See how to understand your accrual and up-front time-off balances.

Melissa Benzo avatar
Written by Melissa Benzo
Updated over a week ago

Time-off balances in People by Wagepoint reflect real-time availability.

Your balance is the amount of time-off (or the amount you have accrued so far) minus your pending requests, approved but not yet taken requests, and time you have already taken. 

Your days or hours available plus your pending, approved and used hours will equal your total amount of time off in a policy period for an up-front policy. 

In the example below, the employee has a total of 200 hours to use in the policy period. The hours available (168) + hours approve (8) + hours used (24) = 200 hours. 

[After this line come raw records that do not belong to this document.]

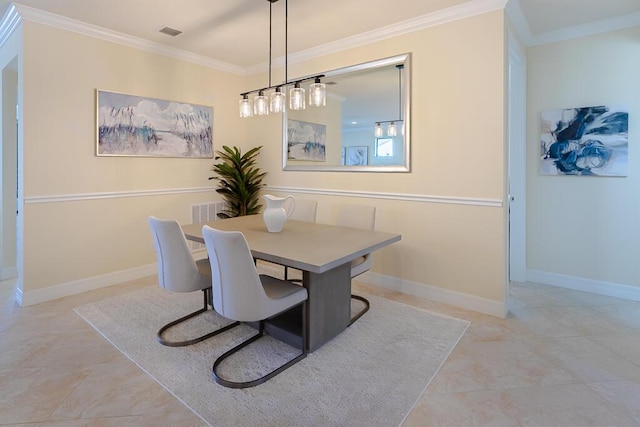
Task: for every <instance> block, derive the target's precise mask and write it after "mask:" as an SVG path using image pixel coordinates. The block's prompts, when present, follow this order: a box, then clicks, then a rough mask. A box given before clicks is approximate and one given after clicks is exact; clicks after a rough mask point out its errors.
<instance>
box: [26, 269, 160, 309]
mask: <svg viewBox="0 0 640 427" xmlns="http://www.w3.org/2000/svg"><path fill="white" fill-rule="evenodd" d="M154 274H157V270H156V264H155V263H154V264H150V265H144V266H141V267H136V268H131V269H128V270H121V271H116V272H114V273H108V274H103V275H101V276H94V277H88V278H86V279H80V280H74V281H73V282H68V283H62V284H59V285H55V286H49V287H46V288H43V289H36V290H33V291H27V292H23V290H22V289H21V288H20V287H18V289H17V291H16V302H17V303H18V304H20V305H21V306H24V307H26V306H29V305H34V304H40V303H41V302H46V301H51V300H54V299H58V298H62V297H67V296H70V295H76V294H80V293H82V292H87V291H93V290H95V289H100V288H104V287H107V286H112V285H115V284H118V283H123V282H128V281H130V280H135V279H141V278H143V277H147V276H152V275H154Z"/></svg>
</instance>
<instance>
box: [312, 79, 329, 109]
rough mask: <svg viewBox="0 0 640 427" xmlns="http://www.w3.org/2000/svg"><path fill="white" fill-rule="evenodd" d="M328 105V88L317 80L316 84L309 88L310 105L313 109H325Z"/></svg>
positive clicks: (316, 79) (318, 79)
mask: <svg viewBox="0 0 640 427" xmlns="http://www.w3.org/2000/svg"><path fill="white" fill-rule="evenodd" d="M326 103H327V86H326V85H325V84H324V83H320V79H319V78H316V80H315V83H311V85H310V86H309V105H311V106H313V107H324V106H325V105H326Z"/></svg>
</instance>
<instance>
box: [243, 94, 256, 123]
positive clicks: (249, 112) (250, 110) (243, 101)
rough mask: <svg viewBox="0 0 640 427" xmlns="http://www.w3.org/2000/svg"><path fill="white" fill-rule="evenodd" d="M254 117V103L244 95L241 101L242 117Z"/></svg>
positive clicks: (244, 117)
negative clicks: (253, 113) (253, 109)
mask: <svg viewBox="0 0 640 427" xmlns="http://www.w3.org/2000/svg"><path fill="white" fill-rule="evenodd" d="M251 116H253V102H252V101H251V100H250V99H249V96H248V94H243V95H242V99H241V100H240V117H242V118H245V117H251Z"/></svg>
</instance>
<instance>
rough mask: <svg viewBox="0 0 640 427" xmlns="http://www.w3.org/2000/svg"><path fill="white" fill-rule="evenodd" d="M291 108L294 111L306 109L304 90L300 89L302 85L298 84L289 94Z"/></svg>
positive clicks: (289, 106) (291, 89)
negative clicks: (305, 107) (305, 108)
mask: <svg viewBox="0 0 640 427" xmlns="http://www.w3.org/2000/svg"><path fill="white" fill-rule="evenodd" d="M289 108H291V109H292V110H304V109H305V99H304V89H303V88H301V87H300V83H296V85H295V87H294V88H293V89H291V92H290V93H289Z"/></svg>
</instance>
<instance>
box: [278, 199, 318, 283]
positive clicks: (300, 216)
mask: <svg viewBox="0 0 640 427" xmlns="http://www.w3.org/2000/svg"><path fill="white" fill-rule="evenodd" d="M317 212H318V202H317V201H315V200H309V199H296V207H295V208H294V209H293V212H291V215H289V219H292V220H294V221H304V222H316V215H317ZM284 280H289V267H287V266H285V267H284Z"/></svg>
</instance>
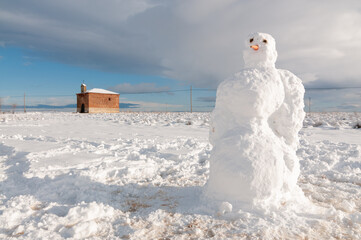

In an accrual policy, the hours/days available is the time you have accrued so far in the policy period, minus any pending, approved or used time. Keep in mind that future request may cause the available time to show a negative balance. 

In the example below, the employee is in a 20 day accrual policy. The employee has 3.97 days available as of today. They have 4 days used, and 2 approved. Available days (3.97) + approved (2) + used (4) + days left to accrue (10.08) = 20 days. 

Your hours or days left to accrue will show you the amount of time you are going to accrue in your policy, which may cover future requests. Your accrual chart will also show you what your balance will be on the day your request happens.